Since the advent of photography, many photomechanical processes have been described for making this conversion, wherein a halftone print of a continuous tone record is made by causing light from a record to pass through a screen having an array of dots or lines into a photosensitive material, which is then processed to provide the halftone print having dots or lines in graduated sizes corresponding to the various optical densities of the continuous tone record.
Generally, the halftone print or the printed replica is a one-to-one copy of the original continuous tone record, and is suitable for direct observation without enlargement. In such applications, a screen is used that has from about 2.5 to 8.0 lp/mm (line pairs per millimeter). Where the desired halftone print is a microimage, e.g., an image that is reduced in size, the use of screens having 8 lp/mm or even 20 lp/mm is not satisfactory, because when such microimages are viewed with enlargement of 20 to 30 times or more, the screened image is presented as an unacceptably coarse image.

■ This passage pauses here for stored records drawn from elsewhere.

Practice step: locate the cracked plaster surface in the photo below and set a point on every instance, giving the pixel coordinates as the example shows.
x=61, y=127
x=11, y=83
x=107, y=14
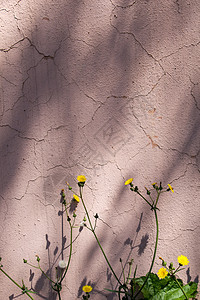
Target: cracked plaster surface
x=109, y=90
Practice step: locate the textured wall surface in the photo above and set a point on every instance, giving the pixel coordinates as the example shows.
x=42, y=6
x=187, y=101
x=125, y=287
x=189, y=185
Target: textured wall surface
x=109, y=89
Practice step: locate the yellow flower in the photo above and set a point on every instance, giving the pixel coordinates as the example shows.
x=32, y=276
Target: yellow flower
x=87, y=288
x=75, y=197
x=128, y=181
x=170, y=187
x=81, y=178
x=183, y=260
x=162, y=273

U.S. Pat. No. 3,589,899 (Hersh) describes a method for optically converting a continuous tone image into a halftone image of reduced size by the steps of screening the original image with a screen having 200 lp/in. (8 lp/mm) and preferably simultaneously copying the image at a 2.4X reduction ratio, to produce a halftone image at about one-half the original size. The reduced halftone copy is then further optically reduced at a reduction ratio of 10 to 1 to obtain a microimage halftone print containing about 2000 lp/in. (80 lp/mm). Generally, microimages provided by such a process in which a screened halftone image is further reduced will exhibit a reduction in the number of grey level steps of contrast and in an accompanying loss of resolution. For example, a microimage halftone print so produced containing 80 lp/mm may exhibit approximately a 20 percent loss of grey level steps as a result of dot degradation during the imaging process when the microimage is subsequently reproduced in enlarged form.